Hadria sourit avec résignation ; fût une époque, ses pensées se seraient tournées vers son ami d’enfance, Hector, son voisin, camarade de classe et associé dans l’aventure des Mystères de Minneapolis. Le garçon aux cheveux en bataille avait été son allié fidèle des années durant ; il avait partagé ses craintes, ses chagrins, ses rêves, ses espoirs… En moins d’une année, pourtant, ses traits s’étaient érodés dans sa mémoire. Certes, il lui avait beaucoup manqué, surtout au début de son séjour en Angleterre. À présent, elle n’éprouvait en songeant à lui qu’une vague nostalgie. Devait-elle se sentir coupable ?
La jeune femme se laissa tomber sur son lit, les yeux fixés sur le plafond blanc, qu’encadrait une moulure ornée d’une légère frise grecque. De minuscules fissures le parcouraient, aussi fines qu’un fil d’araignée. Le matelas sous son dos s’avachissait légèrement en son centre, comme s’il avait longuement servi. Déjà ses paupières devenaient lourdes ; si elle n’y prêtait garde, elle plongerait dans le sommeil et se réveillerait au milieu de la nuit, incapable de se rendormir, la tête habitée par toutes sortes de pensées confuses. En particulier celles où revenait un certain normaliste eurasien aux prunelles de jade.
La seule manière d’atténuer la morsure de l’absence était de se rapprocher de lui par l’esprit… et pour cela, une feuille et de l’encre aideraient grandement. Elle tira de sa valise son matériel d’écriture et s’installa sur le petit bureau. Par où débuter ?

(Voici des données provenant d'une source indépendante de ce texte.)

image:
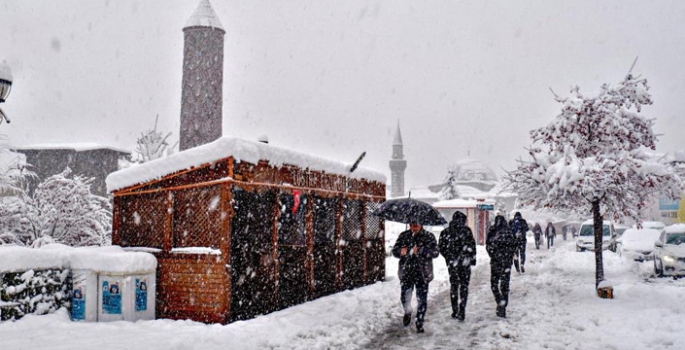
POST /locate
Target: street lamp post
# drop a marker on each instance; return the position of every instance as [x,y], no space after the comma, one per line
[5,87]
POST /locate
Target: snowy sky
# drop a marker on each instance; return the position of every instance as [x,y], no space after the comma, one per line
[334,77]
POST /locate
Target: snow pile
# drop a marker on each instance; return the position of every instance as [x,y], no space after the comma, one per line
[241,150]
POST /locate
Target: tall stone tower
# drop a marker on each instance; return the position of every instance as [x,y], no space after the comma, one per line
[203,77]
[397,165]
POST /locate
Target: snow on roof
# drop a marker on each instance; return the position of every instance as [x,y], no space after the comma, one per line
[675,228]
[78,147]
[241,150]
[112,259]
[204,16]
[5,71]
[461,203]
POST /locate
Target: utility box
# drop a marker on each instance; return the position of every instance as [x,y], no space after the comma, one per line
[111,284]
[84,297]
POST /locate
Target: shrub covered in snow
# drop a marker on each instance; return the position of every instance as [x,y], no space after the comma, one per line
[62,210]
[33,292]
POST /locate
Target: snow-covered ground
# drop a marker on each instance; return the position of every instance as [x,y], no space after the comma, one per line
[552,306]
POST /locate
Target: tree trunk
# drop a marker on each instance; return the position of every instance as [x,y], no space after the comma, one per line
[597,225]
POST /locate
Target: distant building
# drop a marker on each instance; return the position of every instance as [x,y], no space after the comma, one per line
[397,165]
[90,160]
[203,75]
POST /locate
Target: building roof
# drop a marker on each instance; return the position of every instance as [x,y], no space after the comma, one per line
[78,147]
[239,149]
[204,16]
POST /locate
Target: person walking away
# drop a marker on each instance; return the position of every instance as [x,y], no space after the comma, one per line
[458,247]
[501,245]
[519,227]
[537,234]
[416,248]
[550,233]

Bien entendu, elle ne pouvait toujours pas lui révéler où elle se trouvait… Mais le connaissant, il s’intéresserait plus aux côtés techniques de l’affaire et ne demanderait pas de détails susceptibles de trahir l’identité de ses hôtes. Elle aurait bien besoin de ses conseils pour faire la lumière sur ces événements ténébreux. Elle resta un instant à taquiner son menton du bout de sa plume en attendant que lui vînt l’inspiration. Enfin, elle posa la pointe sur le papier et commença à rédiger sa missive.
Un instant, elle fut tentée de lui avouer la raison de ce courrier impromptu, qui ne recevrait pas de réponse avant son départ du manoir. Elle imagina son expression confuse avec un petit sourire qui s’évanouit bien vite. Non, elle resterait aussi neutre que possible.